What follows was triggered by a debate with
arcana_mundi.
We were discussing, inter alia, the relatively poor showing of the US on many population health indicators despite the US spending more on health than the rest of the OECD and whether the US healthcare financing and delivery model was responsible for that. She argued that there are many factors affecting population health indicators besides the US healthcare model including lifestyle issues, incidence of poverty etc and, of course, she is correct.
The train of thought that I have been playing with in my head goes something like this. Maybe there is a correlation between lifestyle factors and the extent to which healthcare is taxpayer funded. Public health interventions are almost invariably tapayer funded (this was true even in impeccably laissez faire Victorian England) because nobody else is going to pay for them. Well designed public health interventions can be very successful but the opposition to them is usually vocal and concentrated, the benefits hard to measure in the short term and beneficiaries may not be aware or unduly concerned about the outcomes. The big exception is where public health investments ease the strain on a publicly funded healthcare system since there the immediate payor and the apparent financial beneficiary are one and the same.
To take perhaps the most obvious example, smoking cessation policies can save a fortune in down the road healthcare costs but are invariably opposed by the cigarette companies and the tobacco farmers (and usually by the ministry of finance who find short term tobacco revenues more attractive than long term savings. Wasn't there a Yes, Prime Minister episode on that very theme?). It took a very long time for Ontario to adopt fairly aggression smoking cessation strategies precisely because of the strength of that lobby in the province and one wonders if it would ever have happened if the costs imposed by smoking on the healthcare system were not being met from the public purse.
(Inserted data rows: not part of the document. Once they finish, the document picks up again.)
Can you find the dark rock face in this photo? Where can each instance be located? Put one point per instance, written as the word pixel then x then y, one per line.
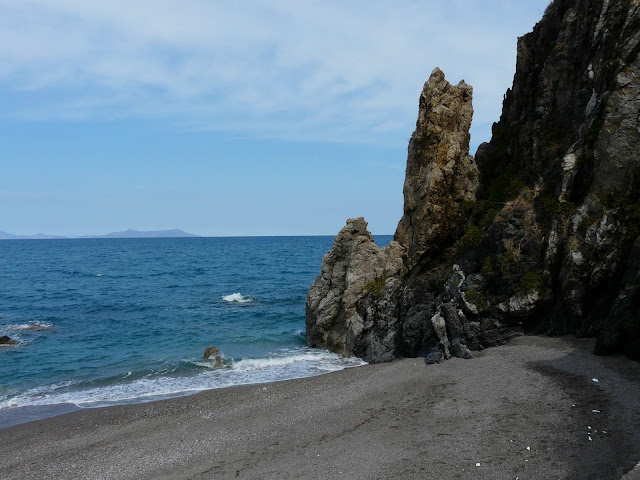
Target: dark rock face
pixel 542 236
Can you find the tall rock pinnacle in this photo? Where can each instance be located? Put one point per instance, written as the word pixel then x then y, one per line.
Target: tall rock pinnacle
pixel 440 172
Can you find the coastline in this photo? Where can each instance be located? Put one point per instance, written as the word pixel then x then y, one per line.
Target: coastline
pixel 397 420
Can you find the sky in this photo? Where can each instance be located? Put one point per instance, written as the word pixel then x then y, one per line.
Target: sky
pixel 231 118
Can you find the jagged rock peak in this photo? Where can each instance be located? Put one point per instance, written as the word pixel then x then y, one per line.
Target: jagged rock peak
pixel 355 274
pixel 440 172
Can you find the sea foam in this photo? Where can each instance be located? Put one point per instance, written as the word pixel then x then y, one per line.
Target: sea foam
pixel 237 298
pixel 283 365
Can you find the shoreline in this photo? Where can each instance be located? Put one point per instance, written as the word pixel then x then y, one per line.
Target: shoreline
pixel 397 420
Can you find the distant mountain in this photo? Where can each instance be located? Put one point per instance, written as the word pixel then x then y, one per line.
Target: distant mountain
pixel 150 234
pixel 38 236
pixel 126 234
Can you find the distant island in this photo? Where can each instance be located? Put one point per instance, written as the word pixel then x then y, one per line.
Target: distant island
pixel 125 234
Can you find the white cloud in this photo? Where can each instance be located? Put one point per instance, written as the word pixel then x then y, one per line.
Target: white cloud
pixel 317 70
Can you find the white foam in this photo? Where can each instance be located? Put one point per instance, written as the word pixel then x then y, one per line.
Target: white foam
pixel 285 365
pixel 35 326
pixel 237 298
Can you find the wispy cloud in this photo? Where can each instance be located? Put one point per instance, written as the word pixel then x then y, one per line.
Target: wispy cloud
pixel 336 71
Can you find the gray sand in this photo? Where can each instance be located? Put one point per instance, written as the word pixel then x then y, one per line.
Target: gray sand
pixel 519 411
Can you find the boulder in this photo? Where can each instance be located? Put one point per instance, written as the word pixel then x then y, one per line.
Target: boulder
pixel 213 351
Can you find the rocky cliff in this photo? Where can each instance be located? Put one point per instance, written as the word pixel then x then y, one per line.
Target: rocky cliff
pixel 541 233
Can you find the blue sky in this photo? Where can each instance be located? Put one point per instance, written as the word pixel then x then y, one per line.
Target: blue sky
pixel 230 118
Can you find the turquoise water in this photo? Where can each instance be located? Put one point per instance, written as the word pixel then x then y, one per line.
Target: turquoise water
pixel 110 321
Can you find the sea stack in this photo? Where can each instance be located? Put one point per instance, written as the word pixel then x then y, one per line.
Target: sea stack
pixel 541 233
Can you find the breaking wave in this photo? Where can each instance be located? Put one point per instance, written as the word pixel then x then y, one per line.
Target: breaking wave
pixel 237 298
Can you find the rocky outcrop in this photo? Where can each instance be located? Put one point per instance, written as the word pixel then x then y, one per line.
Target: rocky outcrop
pixel 352 307
pixel 542 236
pixel 440 174
pixel 5 340
pixel 213 351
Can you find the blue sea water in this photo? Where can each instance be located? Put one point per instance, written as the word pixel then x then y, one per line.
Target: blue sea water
pixel 109 321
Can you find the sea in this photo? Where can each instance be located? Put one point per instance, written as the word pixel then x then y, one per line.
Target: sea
pixel 104 322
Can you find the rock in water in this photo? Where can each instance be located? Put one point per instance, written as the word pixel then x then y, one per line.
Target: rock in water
pixel 440 172
pixel 214 351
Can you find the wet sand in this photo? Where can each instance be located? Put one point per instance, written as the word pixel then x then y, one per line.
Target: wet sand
pixel 522 411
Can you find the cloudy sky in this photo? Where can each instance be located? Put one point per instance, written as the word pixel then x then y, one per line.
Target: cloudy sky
pixel 230 117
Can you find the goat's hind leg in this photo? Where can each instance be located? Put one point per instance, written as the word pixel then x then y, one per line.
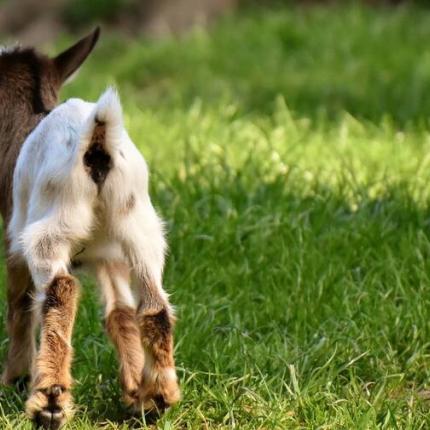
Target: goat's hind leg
pixel 159 386
pixel 121 326
pixel 50 402
pixel 21 350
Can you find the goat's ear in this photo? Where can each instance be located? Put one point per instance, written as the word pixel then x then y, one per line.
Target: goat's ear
pixel 71 59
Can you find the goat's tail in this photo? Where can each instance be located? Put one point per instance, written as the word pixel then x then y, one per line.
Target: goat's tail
pixel 102 135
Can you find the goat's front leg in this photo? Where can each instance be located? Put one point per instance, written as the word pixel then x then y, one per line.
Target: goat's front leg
pixel 50 401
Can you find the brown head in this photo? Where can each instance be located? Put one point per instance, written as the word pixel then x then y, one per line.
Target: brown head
pixel 29 87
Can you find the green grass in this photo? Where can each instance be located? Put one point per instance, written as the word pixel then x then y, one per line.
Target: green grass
pixel 290 157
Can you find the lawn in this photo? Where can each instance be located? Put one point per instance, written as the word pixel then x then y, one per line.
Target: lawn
pixel 290 156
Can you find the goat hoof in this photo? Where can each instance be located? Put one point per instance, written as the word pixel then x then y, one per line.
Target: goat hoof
pixel 160 391
pixel 50 408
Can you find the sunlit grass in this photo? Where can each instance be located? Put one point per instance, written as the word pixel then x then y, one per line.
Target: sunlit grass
pixel 298 225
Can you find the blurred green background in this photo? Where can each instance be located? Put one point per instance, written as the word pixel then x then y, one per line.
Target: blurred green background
pixel 289 148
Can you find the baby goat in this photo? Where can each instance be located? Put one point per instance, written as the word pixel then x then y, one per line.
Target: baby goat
pixel 80 197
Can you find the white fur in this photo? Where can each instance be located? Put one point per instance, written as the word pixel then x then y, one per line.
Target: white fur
pixel 57 208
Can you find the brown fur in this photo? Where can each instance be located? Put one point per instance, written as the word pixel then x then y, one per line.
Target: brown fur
pixel 51 380
pixel 20 323
pixel 97 161
pixel 29 85
pixel 157 390
pixel 122 328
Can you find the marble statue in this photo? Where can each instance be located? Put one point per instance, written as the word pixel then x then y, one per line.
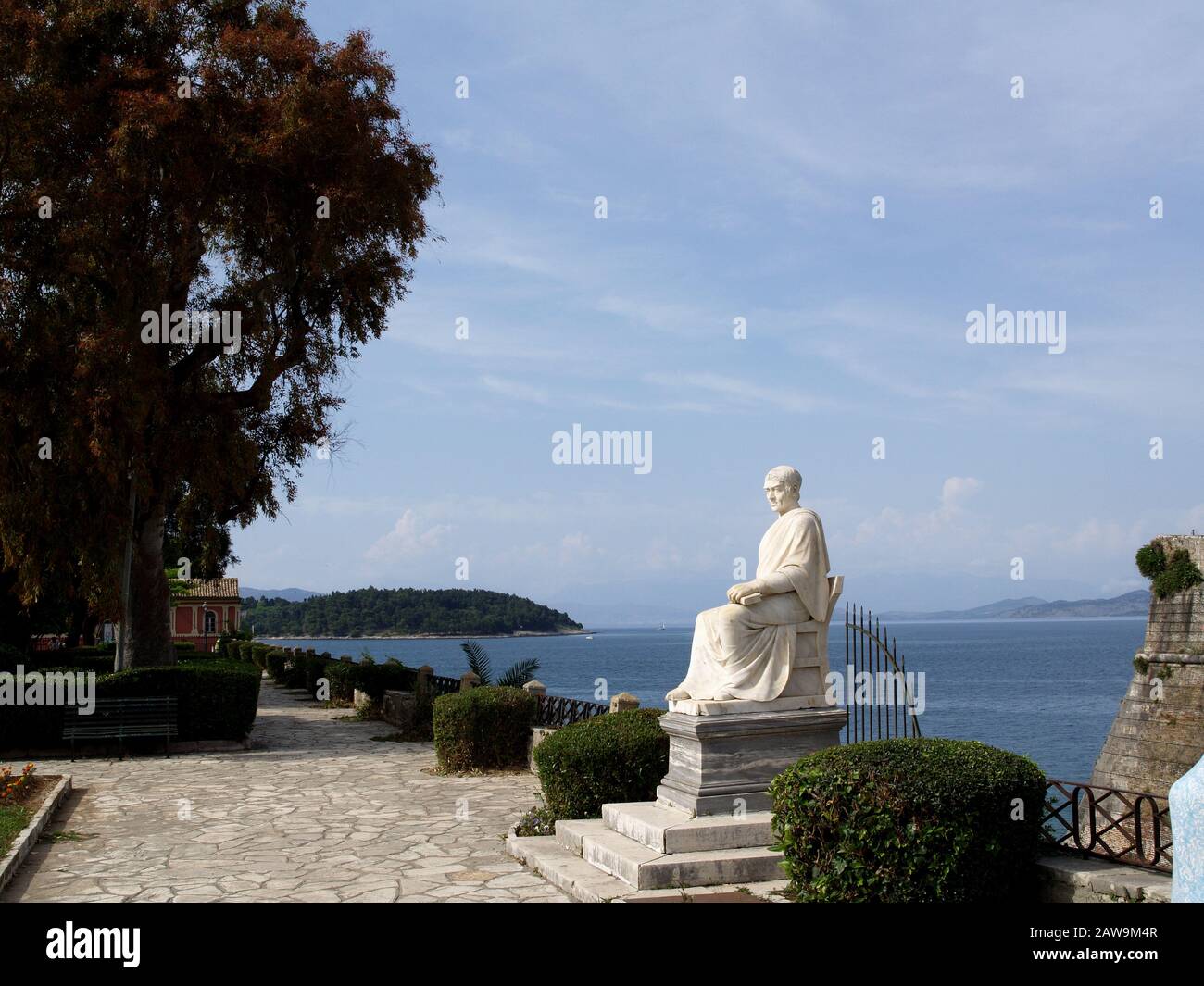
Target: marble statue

If it is the case that polities with substantially publicly funded healthcare systems are more likely to engage in public health interventions, one might reasonably expect that to result in healthier lifestyles in those polities. Of course, there are other reasons why the government of a polity with a private healthcare system might choose to make public health interventions and, of course, they do. My suspicion is that they do less. It would though be interesting to compare comparative spending on public health interventions across, say, the OECD, and see if there are correlations either to the degree that healthcare is socialised(1) or to population health statistics.
I don't have access to J-STOR until I get back to the Cancer Pits but I might try and have a look then.
(1) It is a question of degree. Contrary to popular belief and a lot of political rhetoric, all of the OECD countries have mixed healthcare systems with a mix of taxpayer and non-taxpayer funding and delivery split, in different proportions, between government, not for profit and commercial providers.